See that physical sector size? 4096 bytes.  And the minimum I/O size? 4096 
bytes.

Then note carefully what it says about partition 2, which is swap.  Because of 
that miss-alignment, swap will be even slower than it usually is.  Linux CAN 
work around it, but its at the cost of all that read-modify-write math it has 
to use to compensate that in the swap address scheme, base 0 may be as far as 
3584 bytes out of alignment with the beginning of that physical sector.  Half 
or more of the drives speed, plus at least 1 revolution of the platters after 
the math and buffer modification has been done before it can write valid data 
back.

How hard is that to understand, its a variation on a theme I've been fussing 
about for a week.

Now, I can fix it, but the version of gparted I have, works in cylinder 
boundaries, or if that is turned off, in mebibyte increments,  neither of which 
will automatically align on a 4096 byte per sector drive unless you start the 
first partition 8 mebibytes into the start of the drive.  I have tried 1, 2 & 
4, which does not align. 8 does.
> 
> > bug tracker isn't accessible to me as I don't even have incoming mail
> > setup such that I could confirm the subscription I'd need to file the
> > bug.  Chicken v
> 
> To be honest, a bug report in the manner you've reported here would not
> be at all helpful. You need to explain what you did, what you expected
> what the actual outcome was so that the person dealing with the bug can
> reproduce it using the same tools you used.

Thats the other point, I didn't do it, the installer forced me to do it its 
way, there is no way to bypass it, even in the expert mode.  That I tried 6 or 
7 times, it simply  will not allow you to proceed until it has written a 
defective partition table, and then spends about an hour doing the mke2fs 
thing on a miss-aligned drive. Something it should be able to do in 3 or 4 
minutes on a terrabyte drive.

Now, if I have not explained it well enough for you, please show this message 
to someone more familiar with the partitioner you use.

Just because you don't understand it, doesn't make it "not a problem".  It is, 
and the partitioner writers NEED TO BE TOLD there is a problem, and it needs 
to be addressed since the 1st 4k/sector drives shipped almost 2 years ago.

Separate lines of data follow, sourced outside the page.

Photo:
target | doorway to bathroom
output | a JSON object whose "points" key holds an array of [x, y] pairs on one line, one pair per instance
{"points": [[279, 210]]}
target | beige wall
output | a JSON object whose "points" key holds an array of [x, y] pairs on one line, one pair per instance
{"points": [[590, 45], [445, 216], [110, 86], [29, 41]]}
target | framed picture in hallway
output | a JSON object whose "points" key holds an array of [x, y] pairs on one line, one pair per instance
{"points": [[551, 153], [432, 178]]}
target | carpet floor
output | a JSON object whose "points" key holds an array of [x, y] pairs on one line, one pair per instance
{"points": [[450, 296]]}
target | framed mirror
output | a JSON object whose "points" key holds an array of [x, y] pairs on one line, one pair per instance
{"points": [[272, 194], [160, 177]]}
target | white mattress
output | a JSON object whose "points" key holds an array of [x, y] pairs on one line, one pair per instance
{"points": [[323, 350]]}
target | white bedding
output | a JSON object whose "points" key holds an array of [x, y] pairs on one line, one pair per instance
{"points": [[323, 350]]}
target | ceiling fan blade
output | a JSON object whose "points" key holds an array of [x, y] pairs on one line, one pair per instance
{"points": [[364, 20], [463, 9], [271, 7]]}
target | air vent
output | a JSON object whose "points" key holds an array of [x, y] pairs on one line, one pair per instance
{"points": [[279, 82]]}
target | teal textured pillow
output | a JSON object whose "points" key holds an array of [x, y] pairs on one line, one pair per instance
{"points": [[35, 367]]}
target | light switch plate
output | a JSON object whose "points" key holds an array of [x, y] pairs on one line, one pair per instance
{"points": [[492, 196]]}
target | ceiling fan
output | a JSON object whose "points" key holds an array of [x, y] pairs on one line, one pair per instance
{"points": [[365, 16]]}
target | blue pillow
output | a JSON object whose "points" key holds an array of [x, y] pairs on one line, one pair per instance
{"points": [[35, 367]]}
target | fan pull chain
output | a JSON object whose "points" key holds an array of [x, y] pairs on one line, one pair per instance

Thirdly, the installer needs to be able to accept the partition table it finds 
on the drive, format the SOB as it is and go on with the install.  The 
present, must partition the drive with your broken partitioner is not 
acceptable when looking for best performance out of the drive.

I am not privy to enough info to do that, but that doesn't mean I'm your 
average joe sixpack either. Neither do I feel like I have the time in what 
remaining time I have left. Even with a tested IQ of 147, the wet ram is now 
having problems of the short term memory variety, TBE when its 80 years old.

My bucket list is far from empty however.  Re-writing your proprietary 
partitioner is not on that list.  I see all those names go flying by as its 
loaded from the dvd, but none of that seems to be available in the repos.